Chemical engineers have used glycerol to help reduce the energy needed to turn surplus industrial carbon dioxide into a feedstock for chemicals such as ethylene.

From left: Shawn Lu, research assistant; and Paul Kenis – professor of chemical engineering (Pic: L. Brian Stauffer)

The team at the University of Illinois at Urbana-Champaign are said to have assessed the technical and economic feasibility of a new electrolysis technology that uses glycerol, a cheap biofuel byproduct, to reduce the energy consumption of the waste-to-value process by 53 per cent. The new findings are published in Nature Energy.

Conversion of CO2 to chemicals like ethylene for plastics is possible through electrochemical reduction, a process in which a stream of CO2 gas and a fluid electrolyte move through an electrolysis cell that breaks the CO2 down into molecules like ethylene on the cathode. It also produces oxygen from water on the anode, the researchers said.

“About 90 per cent of the energy required in conventional CO2 reduction is used up by the oxygen-producing, anode side of an electrolysis cell,” said Paul Kenis, a chemical and biomolecular engineering professor, department chair and study co-author. “But there is no big market for the excess oxygen, so 90 per cent of the energy is essentially wasted.”

Finding a feed material that reduces the energy to drive the anode reaction could be a strategy for radically reducing the energy requirements of CO2 conversion, according to a recent National Academies Report of which Kenis was a co-author.

The new study proposes glycerol – an organic byproduct of sugar cane biofuel production that requires less energy to oxidise – as an alternative to the energy-intensive oxygen-producing step.

To test if the new electrolysis technique has the potential to push the full CO2 conversion process to a carbon neutral or negative budget, the researchers examined the cost and energy consumption for the production cycle of the waste-to-value process.
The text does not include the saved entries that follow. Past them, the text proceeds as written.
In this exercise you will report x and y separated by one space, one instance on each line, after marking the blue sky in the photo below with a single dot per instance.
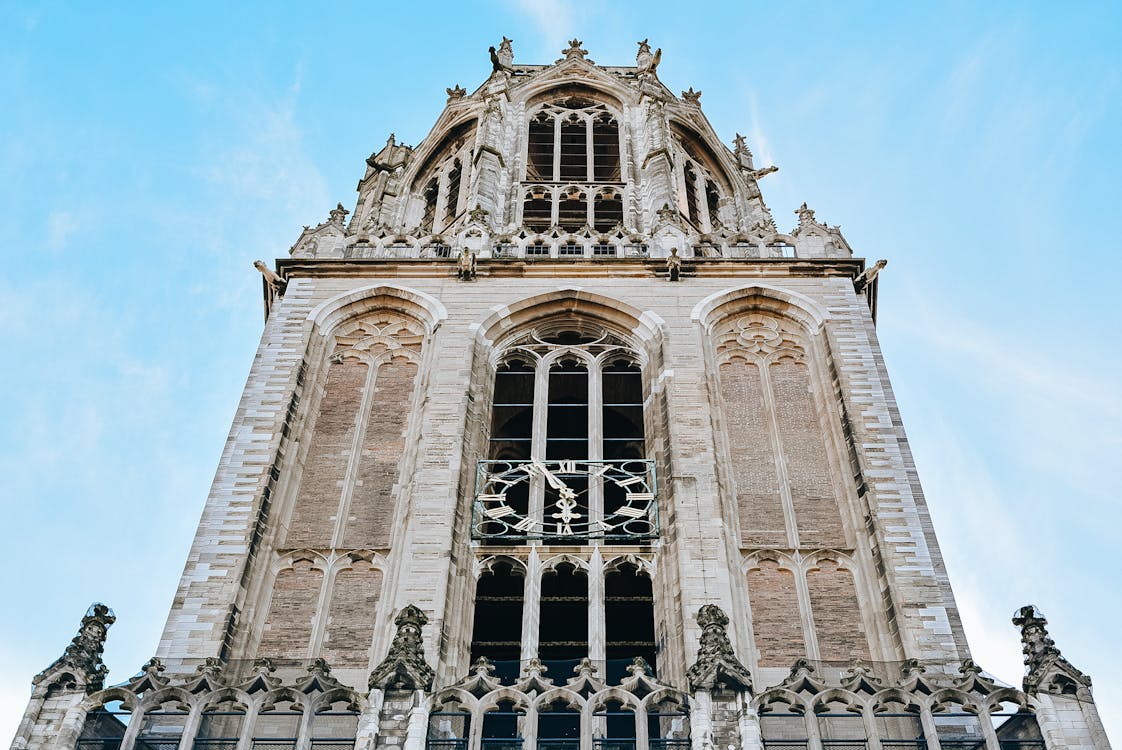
148 154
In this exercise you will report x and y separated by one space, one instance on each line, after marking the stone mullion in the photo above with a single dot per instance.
531 605
807 614
537 440
595 440
781 476
597 627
The four-step cycle includes the capture of industrial CO2 waste gas, the input of electricity, the new electrolysis reaction, and the separation and processing of the final chemical products.

“Our model uses the current electrical grid setup as the source of electricity to make the scenario more realistic,” Kenis said. “Being able to drive CO2 conversion with already-in-place infrastructure – and not relying on the hope of the future grid being powered by 100 per cent renewables – while achieving carbon neutrality or negativity could be a holy grail scenario.”

The analysis includes best- and worst-case CO2 emissions and energy consumption scenarios and concludes that the prospects of CO2 reduction, in terms of CO2 emissions and economics, can drastically improve by looking beyond conventional anode reactions.

“The glycerol-based electrolysis reaction shows a lot of promise. However, we will continue to explore other organic waste materials because even when production rises in the wake of increased biofuel production, it still will not be enough to fully support the need,” Kenis said. “The good news is that the chemistry involved is flexible and there are a lot of organic waste products that can do the job.”

Many researchers focus on improving the selectivity and activity of chemical catalysts for CO2 reduction reactions, and that work needs to continue, said Sumit.